One might be tempted to link an unplanned outage at Saudi's Safaniyah oilfield, the world's largest offshore oilfield in the world with production of more than 1.0 million bpd, to the energy minister's comments this week. The Safaniyah field is operating at reduced rates for at least two weeks after a ship's anchor cut a main power cable, with restoration to full service uncertain.
However, the Saudis are determined to ensure credibility with the Vienna agreement, with non-OPEC oil producers that are part of the OPEC+ cuts not in compliance, namely Russia. OPEC on Tuesday reported Russian crude production declined 90,000 bpd in January to 11.56 million bpd, which compares with November output at an 11.65 million bpd post-Soviet high. Russian Energy Minister Alexander Novak this week said Russia wouldn't reach compliance until May. Russia in December agreed to reduce output to 11.191 million bpd, although Russian oil companies are bristling under the agreement.
Against this backdrop, commercial crude inventory in the United States increased for a fourth consecutive week through Feb. 8 to a 450.8 million bbl 15-month high, 28.7 million bbl or 6.8% above year ago. Nonetheless, EIA expects global oil supply to be drawn down by 1.3 million bpd in February despite world oil demand seasonally the weakest in the first quarter.
Brent's premium to WTI futures widened to a nearly four-month high at $10.66 bbl, with the Brent contract the international price marker.
WTI futures were also weighed down this week on a rallying U.S. dollar. In afternoon index trading, the dollar reversed down after closing a gap on spot continuous chart with a 97.23 two-month high.
Although weekly EIA data released midweek was bearish, internals detailed a longer-term bullish scenario -- declining U.S. imports.
Net U.S. crude and products imports tumbled 1.255 million bpd to 631,000 bpd during the first week of February, the second lowest net import rate on record. During the last week of November 2018, the United States was a net exporter.
As these developments emerged on the supply side of the barrel, progress in U.S.-China trade talks this week elicited confidence an agreement would be reached by the two major economies, averting an escalation in their trade dispute. Negotiations will resume next week in Washington, while progress in this week's talks in Beijing prompted U.S. President Donald Trump to indicate he could delay an increase in U.S. tariffs on $200 billion of Chinese imports by 60 days. The tariff increase is currently set for March 2.

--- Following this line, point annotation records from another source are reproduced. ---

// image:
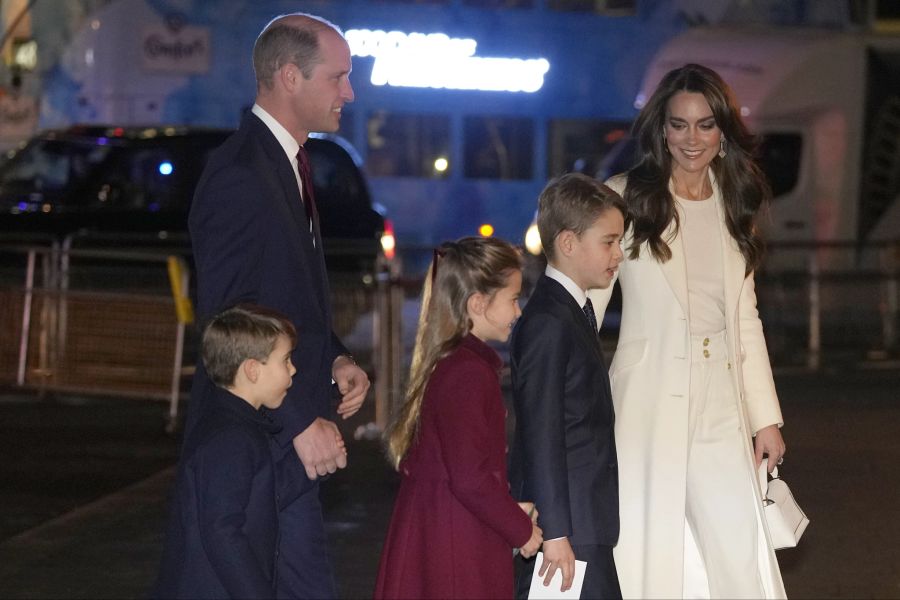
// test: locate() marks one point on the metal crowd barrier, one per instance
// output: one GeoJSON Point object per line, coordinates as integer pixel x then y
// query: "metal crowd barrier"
{"type": "Point", "coordinates": [111, 322]}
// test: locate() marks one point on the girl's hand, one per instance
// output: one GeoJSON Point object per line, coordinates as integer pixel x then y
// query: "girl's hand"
{"type": "Point", "coordinates": [769, 442]}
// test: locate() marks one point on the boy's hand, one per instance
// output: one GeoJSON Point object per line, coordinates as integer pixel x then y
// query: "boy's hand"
{"type": "Point", "coordinates": [320, 448]}
{"type": "Point", "coordinates": [558, 554]}
{"type": "Point", "coordinates": [353, 384]}
{"type": "Point", "coordinates": [534, 543]}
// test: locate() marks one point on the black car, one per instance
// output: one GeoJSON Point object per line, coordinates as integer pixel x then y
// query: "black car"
{"type": "Point", "coordinates": [91, 180]}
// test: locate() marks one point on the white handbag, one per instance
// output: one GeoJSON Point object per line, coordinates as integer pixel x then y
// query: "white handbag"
{"type": "Point", "coordinates": [786, 519]}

Adding to the market's bullishness, the University of Michigan's Consumer Sentiment Index strengthened to a more than expected 95.5 in the preliminary February reading, up from a 91.2 nadir during the Trump administration in January. The January low was the lowest the index has been since the lead up to the 2016 election in October. Part of the reason driving the improvement were comments from the Federal Reserve indicating they would take a cautious approach before hiking interest rates.
Equities rallied, with the Dow Jones Industrial Average rallying more than 440 points in late afternoon trading.